Since then, there's been an almost 80 year cold war. We don't attack them for fear of species-wide extermination. They've always been willing to deal with us, but only on their terms. Once the government found and translated a "treaty stone," the thing you throw into the water to establish contact and trade with the Deep Ones, it turned out that what they'd done in Innsmouth was all in the contract. The terms of a standard treaty between humans and Deep Ones says that the Deep Ones will provide any bounty that the ocean has to offer, but from that date on no fully human children will be born in that town or on that island; all women will have procreative sex only with Deep Ones. In the first generation, the gene breeds absolutely true; the offspring of a human woman and a Deep One man is always born human, but some time between age 20 and 30 metamorphosizes into a true Deep One: amphibious, batrachian in appearance, telepathic with all other Deep Ones, and nearly immortal.

There are a number of people running around America who're less than half Deep One, who have maybe one distant ancestor who hadn't made the change yet, and at that level it doesn't always breed true. (Although the fact that we can crossbreed at all makes me think that when the Elder Race uplifted our species, they may have used Deep One DNA. As I've said before, compared to other alien life that we know of, the Deep Ones not only lived here before we did, they're so similar to us that they're basically human.) Still, when you see someone with proturbant eyes and a thick neck with extra folds of fat, there's a frog-man somewhere in their family tree. Some of them make the change late; some never change. And since the Deep Ones are flatly not willing to negotiate any of the terms of that contract with full humans, that left first the US, then after WWII the rest of the world, to flatly prohibit the use of treaty stones.

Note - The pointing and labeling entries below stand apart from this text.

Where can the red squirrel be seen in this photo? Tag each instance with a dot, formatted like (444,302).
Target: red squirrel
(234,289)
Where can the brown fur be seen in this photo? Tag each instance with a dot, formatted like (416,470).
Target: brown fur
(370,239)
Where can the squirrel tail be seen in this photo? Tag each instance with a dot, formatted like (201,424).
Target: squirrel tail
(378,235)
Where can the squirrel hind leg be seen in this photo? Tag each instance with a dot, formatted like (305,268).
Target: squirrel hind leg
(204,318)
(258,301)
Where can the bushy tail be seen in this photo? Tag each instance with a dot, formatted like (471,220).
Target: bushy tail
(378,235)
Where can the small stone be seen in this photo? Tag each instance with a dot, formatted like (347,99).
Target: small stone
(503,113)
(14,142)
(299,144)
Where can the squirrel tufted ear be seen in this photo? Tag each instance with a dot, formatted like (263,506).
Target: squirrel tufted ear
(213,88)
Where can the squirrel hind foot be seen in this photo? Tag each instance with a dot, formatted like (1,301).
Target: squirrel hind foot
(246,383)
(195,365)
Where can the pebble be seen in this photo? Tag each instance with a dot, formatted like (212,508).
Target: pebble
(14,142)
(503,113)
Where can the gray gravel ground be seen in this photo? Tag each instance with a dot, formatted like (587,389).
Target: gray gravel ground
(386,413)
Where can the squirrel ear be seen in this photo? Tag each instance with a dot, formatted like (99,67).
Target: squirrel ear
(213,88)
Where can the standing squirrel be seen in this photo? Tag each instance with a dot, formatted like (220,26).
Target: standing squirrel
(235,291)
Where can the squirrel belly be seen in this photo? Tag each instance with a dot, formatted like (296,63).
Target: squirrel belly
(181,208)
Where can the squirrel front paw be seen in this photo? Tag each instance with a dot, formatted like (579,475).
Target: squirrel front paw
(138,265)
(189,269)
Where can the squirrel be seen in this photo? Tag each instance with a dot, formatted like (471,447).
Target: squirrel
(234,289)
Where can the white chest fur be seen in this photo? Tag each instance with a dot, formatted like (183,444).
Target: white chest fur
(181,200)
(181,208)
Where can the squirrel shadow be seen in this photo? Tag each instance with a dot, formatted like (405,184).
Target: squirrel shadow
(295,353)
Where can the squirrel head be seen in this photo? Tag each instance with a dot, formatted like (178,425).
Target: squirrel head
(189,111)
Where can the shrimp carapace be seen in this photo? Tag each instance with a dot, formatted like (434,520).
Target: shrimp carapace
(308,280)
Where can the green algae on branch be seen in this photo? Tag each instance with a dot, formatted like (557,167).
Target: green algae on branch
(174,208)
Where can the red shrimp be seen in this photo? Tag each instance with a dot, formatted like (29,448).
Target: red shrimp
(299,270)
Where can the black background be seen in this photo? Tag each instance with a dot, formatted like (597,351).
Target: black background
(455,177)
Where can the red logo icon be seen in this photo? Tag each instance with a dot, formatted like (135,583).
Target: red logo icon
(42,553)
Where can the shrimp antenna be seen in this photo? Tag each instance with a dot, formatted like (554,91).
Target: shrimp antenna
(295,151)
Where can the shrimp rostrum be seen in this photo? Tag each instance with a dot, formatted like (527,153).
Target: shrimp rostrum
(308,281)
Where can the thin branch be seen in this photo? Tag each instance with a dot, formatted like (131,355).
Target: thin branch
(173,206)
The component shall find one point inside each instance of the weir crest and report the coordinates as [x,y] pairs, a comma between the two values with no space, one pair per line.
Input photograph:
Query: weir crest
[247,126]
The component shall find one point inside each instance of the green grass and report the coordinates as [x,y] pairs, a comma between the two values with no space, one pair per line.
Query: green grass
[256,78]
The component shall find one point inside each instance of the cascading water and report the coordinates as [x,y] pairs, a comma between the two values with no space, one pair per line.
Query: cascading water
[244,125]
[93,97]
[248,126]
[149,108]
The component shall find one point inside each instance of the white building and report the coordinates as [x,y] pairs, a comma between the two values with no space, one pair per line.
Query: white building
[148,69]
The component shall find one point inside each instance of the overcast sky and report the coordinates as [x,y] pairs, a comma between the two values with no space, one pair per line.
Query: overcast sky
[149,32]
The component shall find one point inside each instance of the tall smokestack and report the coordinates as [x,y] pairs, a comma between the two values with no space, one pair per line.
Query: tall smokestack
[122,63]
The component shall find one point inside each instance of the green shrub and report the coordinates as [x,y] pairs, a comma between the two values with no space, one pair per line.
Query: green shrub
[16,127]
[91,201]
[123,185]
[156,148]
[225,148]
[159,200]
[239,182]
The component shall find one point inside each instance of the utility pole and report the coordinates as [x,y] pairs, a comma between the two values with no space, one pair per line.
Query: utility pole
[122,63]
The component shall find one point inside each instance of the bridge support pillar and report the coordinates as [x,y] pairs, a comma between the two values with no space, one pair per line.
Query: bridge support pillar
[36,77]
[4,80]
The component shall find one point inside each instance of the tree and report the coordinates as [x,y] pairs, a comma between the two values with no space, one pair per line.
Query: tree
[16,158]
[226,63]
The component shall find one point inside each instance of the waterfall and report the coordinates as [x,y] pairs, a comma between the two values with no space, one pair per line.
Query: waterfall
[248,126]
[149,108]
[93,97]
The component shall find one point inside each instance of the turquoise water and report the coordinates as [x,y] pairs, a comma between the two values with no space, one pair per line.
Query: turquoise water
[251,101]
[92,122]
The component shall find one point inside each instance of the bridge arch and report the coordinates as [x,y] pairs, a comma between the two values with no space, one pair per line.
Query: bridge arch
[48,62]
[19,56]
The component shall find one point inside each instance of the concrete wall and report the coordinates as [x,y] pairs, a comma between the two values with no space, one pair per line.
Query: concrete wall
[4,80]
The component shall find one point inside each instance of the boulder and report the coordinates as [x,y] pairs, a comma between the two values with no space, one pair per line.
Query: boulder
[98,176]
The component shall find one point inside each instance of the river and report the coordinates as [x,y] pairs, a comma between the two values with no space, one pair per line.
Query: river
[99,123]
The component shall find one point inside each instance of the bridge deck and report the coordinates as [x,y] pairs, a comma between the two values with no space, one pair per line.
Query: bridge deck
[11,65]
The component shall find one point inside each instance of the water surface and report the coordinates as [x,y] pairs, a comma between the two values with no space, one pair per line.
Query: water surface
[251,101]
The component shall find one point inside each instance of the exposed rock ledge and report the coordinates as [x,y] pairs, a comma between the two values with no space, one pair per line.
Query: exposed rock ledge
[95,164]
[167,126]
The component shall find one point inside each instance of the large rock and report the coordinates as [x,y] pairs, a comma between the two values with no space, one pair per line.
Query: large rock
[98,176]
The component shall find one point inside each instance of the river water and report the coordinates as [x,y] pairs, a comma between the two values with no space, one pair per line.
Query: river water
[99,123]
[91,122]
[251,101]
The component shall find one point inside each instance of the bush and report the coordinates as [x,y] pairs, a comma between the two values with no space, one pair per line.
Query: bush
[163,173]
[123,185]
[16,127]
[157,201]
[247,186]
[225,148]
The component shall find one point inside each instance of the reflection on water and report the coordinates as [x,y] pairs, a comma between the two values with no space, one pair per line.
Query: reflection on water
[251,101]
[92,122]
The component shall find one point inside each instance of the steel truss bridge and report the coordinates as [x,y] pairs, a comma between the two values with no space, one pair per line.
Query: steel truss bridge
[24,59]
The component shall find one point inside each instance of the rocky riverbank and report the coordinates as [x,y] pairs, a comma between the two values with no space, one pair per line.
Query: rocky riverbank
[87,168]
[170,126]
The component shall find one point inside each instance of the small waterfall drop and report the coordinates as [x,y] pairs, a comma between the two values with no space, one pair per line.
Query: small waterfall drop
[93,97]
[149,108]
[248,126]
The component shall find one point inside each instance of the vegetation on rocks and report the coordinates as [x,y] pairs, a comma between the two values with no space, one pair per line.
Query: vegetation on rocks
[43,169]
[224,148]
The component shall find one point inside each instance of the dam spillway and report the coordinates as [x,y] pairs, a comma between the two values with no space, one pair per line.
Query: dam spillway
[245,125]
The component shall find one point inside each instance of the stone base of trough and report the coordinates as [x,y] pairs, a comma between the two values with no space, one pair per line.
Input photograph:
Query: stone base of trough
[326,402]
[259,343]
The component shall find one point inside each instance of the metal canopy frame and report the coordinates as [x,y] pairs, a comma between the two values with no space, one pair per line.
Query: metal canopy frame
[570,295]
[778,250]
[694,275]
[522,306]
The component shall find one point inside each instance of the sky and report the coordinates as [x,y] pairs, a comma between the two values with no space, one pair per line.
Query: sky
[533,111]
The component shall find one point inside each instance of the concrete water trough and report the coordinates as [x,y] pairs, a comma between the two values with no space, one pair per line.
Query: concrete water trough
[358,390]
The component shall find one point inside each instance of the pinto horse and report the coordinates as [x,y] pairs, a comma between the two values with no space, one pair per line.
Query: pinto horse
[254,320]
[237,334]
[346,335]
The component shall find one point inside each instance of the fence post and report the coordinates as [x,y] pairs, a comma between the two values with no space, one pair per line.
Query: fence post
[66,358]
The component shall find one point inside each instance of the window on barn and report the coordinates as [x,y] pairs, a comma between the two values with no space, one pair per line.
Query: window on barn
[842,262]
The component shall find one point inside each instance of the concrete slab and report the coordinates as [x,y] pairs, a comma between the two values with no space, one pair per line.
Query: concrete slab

But here's the thing: where do you think Obadiah Marsh, the Yankee trader who brought the treaty stone to Innsmouth, learned how to make one? In the South Pacific. There was an island there exporting gold and plentiful fish, and that's how they were doing it ... before neighboring islanders waged war on them and killed them all. Then came WWII, and the US Navy put troops on virtually every rock in the Pacific. (My dad was one of them, for what it's worth, by the way.) And when it comes to keeping the species separate, the Navy never really left all the way. The US, French, and Dutch naval fleets make periodic "courtesy calls" at every island nation, looking for unusual prosperity, children with "the Innsmouth look," or any other sign of human/Deep One intercourse. So far, nobody has been willing to have their children be born alien to make a living. Instead, places like Tuvalu and Nauru make their living in every form of internet and long distance telephone scam.

So here's the part I've been wondering about. Suppose that the Kyoto Treaty, which just went into effect everywhere outside the US, doesn't do the job; assume that sea levels rise a couple of feet and flood those atolls. Given those nations' propensity towards ignoring the legal standards of other nations, how long will it be before someone decides that maybe their children would be better off with gill slits?

P.S. I edited back in the picture link to the Lovecraft Tarot because I like the artwork in general in that deck so much, even though in my opinion this image looks nothing like a Deep One.